What Is the State Tree of Louisiana? History, References & FAQ
If you visit Louisiana in the fall, you won’t find tall, thin hardwood trees bursting with color like you might in other states. Instead, you’ll find a peculiar cypress tree with rusty orange needles falling off like leaves. This is the bald cypress, which is unique among conifers because it’s also deciduous, meaning it drops its needles every year.

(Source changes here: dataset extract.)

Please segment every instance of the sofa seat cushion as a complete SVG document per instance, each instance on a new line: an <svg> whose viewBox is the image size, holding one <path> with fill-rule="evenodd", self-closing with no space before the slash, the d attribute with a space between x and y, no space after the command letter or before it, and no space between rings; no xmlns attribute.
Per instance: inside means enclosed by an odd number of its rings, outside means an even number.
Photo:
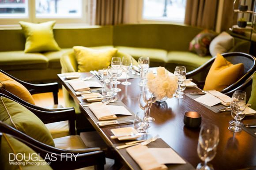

The bald cypress was designated the state tree of Louisiana in 1963, and it has a history here almost as old as time itself. Cypress trees can live for over a millennium. Their lumber is also resilient against harsh weather, making it a choice material for projects with regular outdoor exposure.
At a Glance: Bald Cypress
|Scientific Name:||Taxodium distichum|
|Use:||Woodworking, erosion control|
The bald cypress earns its name by losing its needles every fall, which give it a naked appearance during the winter months. It grows tiny cones on the ends of its branches, and its fine green needles have a feathery appearance. You can typically find the bald cypress growing along the swamps and wetlands in the Bayou State, and its strong roots are excellent at preventing soil erosion. The “cypress knees” growing around the base of the tree are sometimes carved in folk art but are legally protected on government property.
In 1962, a 4th grade class in Baton Rouge noticed that Louisiana didn’t have a state tree and decided to fix it. They voted the bald cypress as the state tree and petitioned the legislature, who signed the bill into law in 1963.
The tree has long been hailed as “Wood Eternal” because it has been thriving here practically forever. Cypress trees can live well over 1,000 years old! Even its lumber stands the test of time. Cypress wood is often used for custom cabinets, flooring, and outdoor projects such as porches because it withstands the weather so well.
If you want to see a really old bald cypress tree, visit Cat Island’s National Champion in St. Francisville near Baton Rouge. This bald cypress is over 1,500 years old and reigns as the largest bald cypress in the United States. It’s also the largest tree east of the Sierra-Nevada mountains and the 6th largest tree in America.
Check before you go, however, because localized flooding has made the site difficult to reach over the last twenty years. Sometimes it’s accessible with a short hike, but other times you must take a paddle boat because of the rising water.
Due to their prominence in Louisiana, as well as their importance to the ecosystem and human use, it’s no wonder that the bald cypress is the champion of the Bayou State. Although they’re most commonly seen in swampy areas, you might find one in land with low elevation elsewhere. If you want to see the largest bald cypress in the United States, be sure to visit National Champion in Cat Island when the water levels are low.